E-mails: jasadeeq@yahoo.com, ochepo1@gmail.com, muazbj@gmail.com^*

^* Corresponding author, phone: +2348063600851

 

Received: June 3, 2016 / Accepted: July 17, 2016 / Published: July 31, 2016

 

Abstract

This study was carried out to evaluate the effect of used oil contamination and bagasse ash on some geotechnical properties of northern Nigerian lateritic soils. Laboratory tests were performed on the natural/oil contaminated and bagasse ash treated contaminated soil samples in accordance with BS 1377 (1990) and BS 1924 (1990) respectively. Contaminated specimens were prepared by mixing the soil with oil in steps of 0, 2, 4, and 6 % by weight of the soil while bagasse ash treated specimens were prepared by mixing the oil contaminated soil with bagasse ash in steps of 0, 2, 4, 6 and 8 % by weight of dry soil. The soil is of Group A-6 using AASHTO classification and CL according to Unified Soil Classification System (USCS). The plasticity index of the soil decreased from 15.02 % for the natural soil to 8.16 % at 6 % oil/8 % bagasse ash content. The maximum dry density (MDD) of the soil increased from 1.48 Mg/m³ for the natural soil to peak value of 1.60 and 1.62 Mg/m³ at 6 % oil content and 6 % oil/8 % bagasse ash content.. The Optimum Moisture Content (OMC) decreased from a value of 18.5 % for the natural soil to 13.0 and 11.3 % at 6 % oil content and 6 % oil/8 % bagasse ash content. Volumetric shrinkage test was first performed on the soil specimens at their respective optimum moisture contents and then repeated at +2 % and -2 % of the optimum moisture contents. It was observed that used oil and bagasse ash have no adverse effect on the maximum dry density and volumetric shrinkage of lateritic soil when compacted at optimum moisture content or dry of the optimum moisture content.

Keywords

Geotechnical properties; Bagasse ash; Used oil contamination; Lateritic soil; Atterberg limits; Maximum dry density; Optimum moisture content; Volumetric shrinkage

 

 

Introduction

 

Nigeria is a country in the world that is rich in crude oil production. It has 159 oil fields and 1481 oil wells in operation [1]. The oil and gas export constitute the backbone of the economy of the nation, accounting for more than 98% of export earnings and about 83% of federal government revenue, as well as generating more than 40% of its GDP. It also provides about 95% of foreign exchange earnings, and about 65% of government budgetary revenues. All of these oil operations are concentrated in the Niger Delta area of the country spanning about 70,000 km² of wetlands which is primarily formed by sediment deposition.
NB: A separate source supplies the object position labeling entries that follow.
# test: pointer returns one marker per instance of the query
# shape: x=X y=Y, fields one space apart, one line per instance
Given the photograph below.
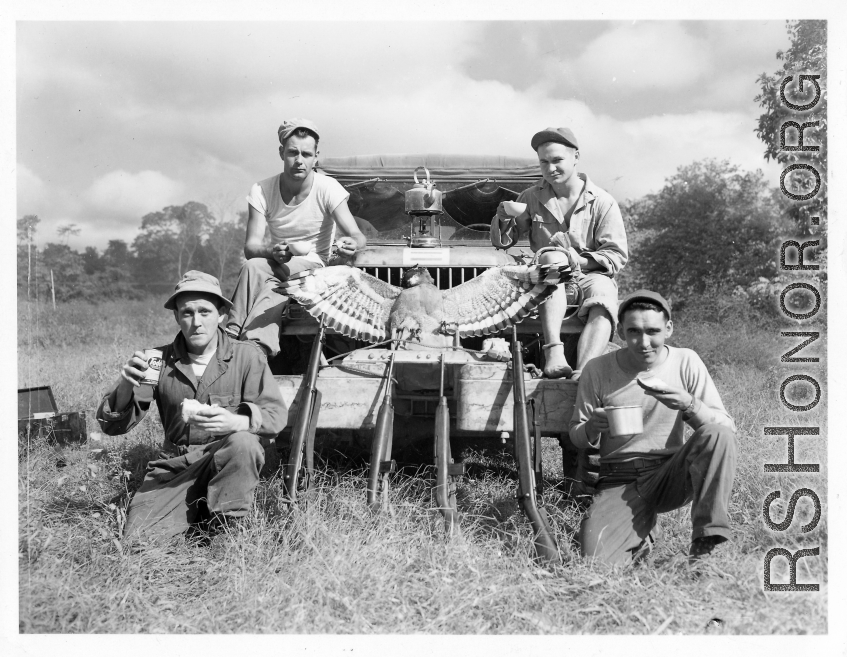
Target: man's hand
x=347 y=246
x=280 y=253
x=597 y=423
x=675 y=398
x=133 y=370
x=219 y=421
x=563 y=242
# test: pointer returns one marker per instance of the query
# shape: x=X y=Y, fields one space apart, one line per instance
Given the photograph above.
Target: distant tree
x=118 y=255
x=92 y=261
x=68 y=268
x=66 y=231
x=712 y=226
x=225 y=246
x=27 y=226
x=807 y=55
x=169 y=239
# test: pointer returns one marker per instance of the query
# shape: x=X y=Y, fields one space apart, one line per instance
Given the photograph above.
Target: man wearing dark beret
x=567 y=211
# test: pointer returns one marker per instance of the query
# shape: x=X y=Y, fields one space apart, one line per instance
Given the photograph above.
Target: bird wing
x=501 y=296
x=352 y=302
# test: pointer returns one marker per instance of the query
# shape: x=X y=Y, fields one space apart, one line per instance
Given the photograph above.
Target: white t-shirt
x=199 y=362
x=310 y=220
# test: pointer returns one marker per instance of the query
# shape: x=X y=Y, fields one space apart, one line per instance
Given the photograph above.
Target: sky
x=117 y=119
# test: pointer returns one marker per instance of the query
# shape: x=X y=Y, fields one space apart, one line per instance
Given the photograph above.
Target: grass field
x=331 y=566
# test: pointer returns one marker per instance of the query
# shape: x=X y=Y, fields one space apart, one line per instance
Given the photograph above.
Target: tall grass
x=331 y=566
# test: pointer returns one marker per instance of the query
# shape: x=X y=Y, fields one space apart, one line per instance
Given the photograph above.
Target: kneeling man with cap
x=656 y=470
x=578 y=222
x=216 y=398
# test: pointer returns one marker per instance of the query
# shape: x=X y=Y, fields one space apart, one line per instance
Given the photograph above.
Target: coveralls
x=200 y=475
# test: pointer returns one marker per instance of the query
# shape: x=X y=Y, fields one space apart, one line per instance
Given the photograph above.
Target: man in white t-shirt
x=302 y=209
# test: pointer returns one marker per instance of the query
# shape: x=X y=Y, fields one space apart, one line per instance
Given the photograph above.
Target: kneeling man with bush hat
x=655 y=470
x=216 y=399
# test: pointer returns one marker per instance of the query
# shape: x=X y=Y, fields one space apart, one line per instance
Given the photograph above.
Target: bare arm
x=255 y=245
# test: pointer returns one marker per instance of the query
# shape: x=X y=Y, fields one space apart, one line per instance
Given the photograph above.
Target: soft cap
x=643 y=295
x=290 y=125
x=197 y=281
x=559 y=135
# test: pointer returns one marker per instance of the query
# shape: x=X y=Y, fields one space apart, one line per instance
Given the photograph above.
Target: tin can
x=153 y=358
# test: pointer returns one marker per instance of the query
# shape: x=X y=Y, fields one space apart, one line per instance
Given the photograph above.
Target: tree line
x=169 y=243
x=712 y=228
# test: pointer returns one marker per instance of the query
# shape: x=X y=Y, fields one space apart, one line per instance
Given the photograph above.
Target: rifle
x=303 y=432
x=529 y=468
x=381 y=463
x=446 y=472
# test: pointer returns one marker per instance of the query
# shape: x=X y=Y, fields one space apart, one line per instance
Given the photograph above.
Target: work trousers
x=623 y=513
x=209 y=480
x=256 y=307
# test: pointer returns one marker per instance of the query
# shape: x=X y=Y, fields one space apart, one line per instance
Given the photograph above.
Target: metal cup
x=153 y=358
x=624 y=420
x=513 y=208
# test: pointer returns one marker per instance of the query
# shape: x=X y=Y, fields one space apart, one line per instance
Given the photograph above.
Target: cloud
x=133 y=195
x=644 y=55
x=31 y=190
x=105 y=135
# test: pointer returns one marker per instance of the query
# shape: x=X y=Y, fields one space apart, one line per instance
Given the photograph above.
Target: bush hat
x=197 y=281
x=559 y=135
x=643 y=295
x=290 y=125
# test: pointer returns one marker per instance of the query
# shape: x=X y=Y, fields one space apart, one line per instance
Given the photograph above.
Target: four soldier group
x=214 y=445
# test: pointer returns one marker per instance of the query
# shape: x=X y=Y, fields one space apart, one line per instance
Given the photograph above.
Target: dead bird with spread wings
x=363 y=307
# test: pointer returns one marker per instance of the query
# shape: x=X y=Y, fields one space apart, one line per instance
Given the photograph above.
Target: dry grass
x=331 y=566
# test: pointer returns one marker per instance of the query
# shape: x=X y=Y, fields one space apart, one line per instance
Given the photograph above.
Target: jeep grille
x=444 y=277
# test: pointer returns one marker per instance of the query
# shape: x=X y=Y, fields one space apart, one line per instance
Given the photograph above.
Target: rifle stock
x=303 y=432
x=445 y=495
x=544 y=540
x=381 y=445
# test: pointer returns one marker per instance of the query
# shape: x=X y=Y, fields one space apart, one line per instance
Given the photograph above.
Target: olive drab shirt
x=595 y=226
x=237 y=379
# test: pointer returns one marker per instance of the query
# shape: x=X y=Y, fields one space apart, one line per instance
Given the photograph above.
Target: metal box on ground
x=38 y=415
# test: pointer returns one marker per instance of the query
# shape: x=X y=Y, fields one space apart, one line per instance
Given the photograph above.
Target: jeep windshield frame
x=472 y=187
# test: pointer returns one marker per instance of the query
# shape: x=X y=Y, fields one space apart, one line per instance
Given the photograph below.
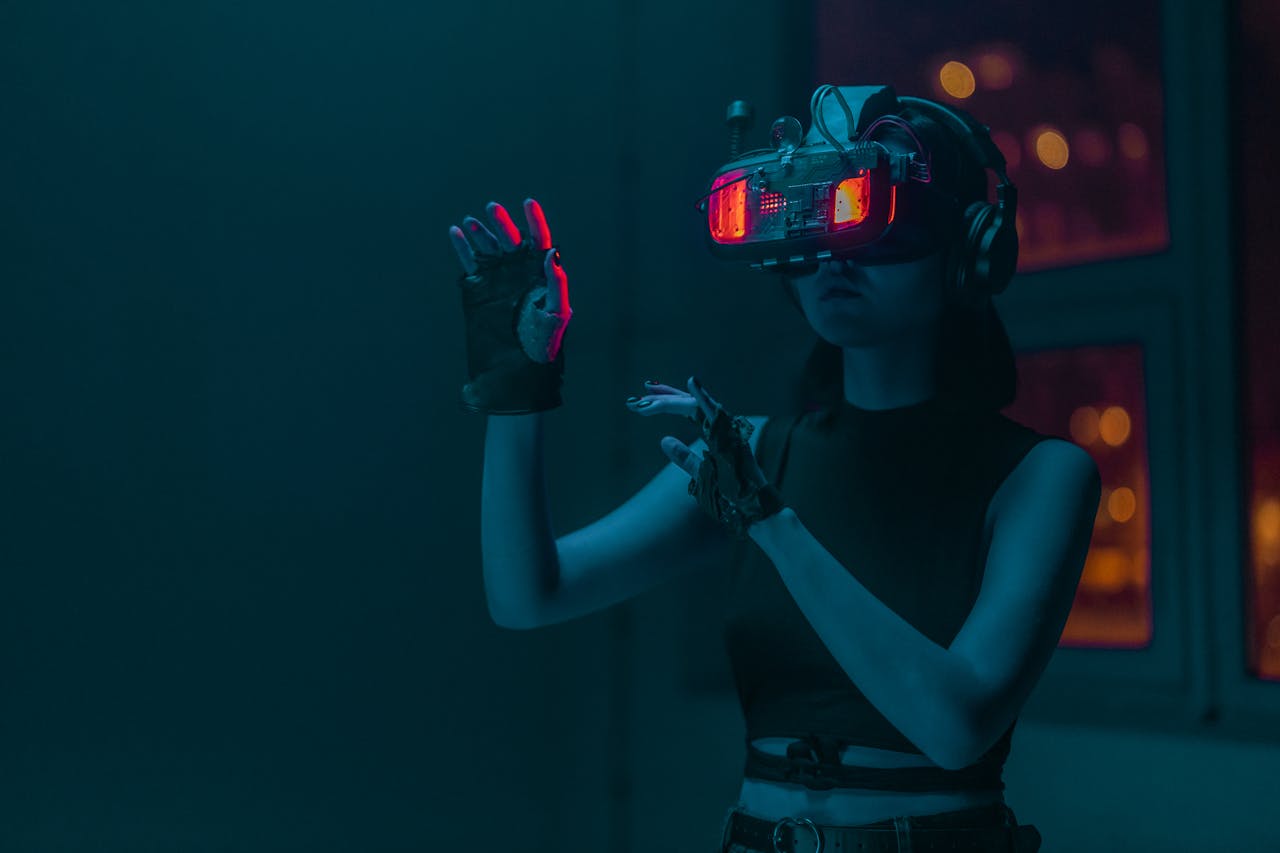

It makes up about 7.5% of Nigeria's total land mass. The population of the area is about 20 million people [2]. Oil spillage in Nigeria is a common occurrence because of the oil exploration activities. Oil drilling began in the country in 1958. From 1958 to date, an estimated 9 million to 13 million barrels of oil have been spilled. Nigerian government estimates that about 7,000 spills occurred between 1970 and 2000. Between 1976 to 1986 total of 2005 oil spill incidents were reported in Nigeria by oil companies with an estimated total quantity of oil spilled being 2,038,711 barrels [3]. Adepoyigi [4] reported that between January and June, 1998 alone Nigeria recorded three different oil spills of approximately 60,800 barrels of crude oil and Oluremi and Osuolale [2] reported that on 1st May 2010 a ruptured ExxonMobil pipeline in the state of Akwa Ibom spilled more than a million gallons into the delta for over seven days before the leak was stopped. Causes of this spillage include corrosion of pipelines. Tankers accounts for 50% of all spills, sabotage 28%, and oil production operations 21%, with 1% of the spills being accounted for by inadequate or non-functional production equipment.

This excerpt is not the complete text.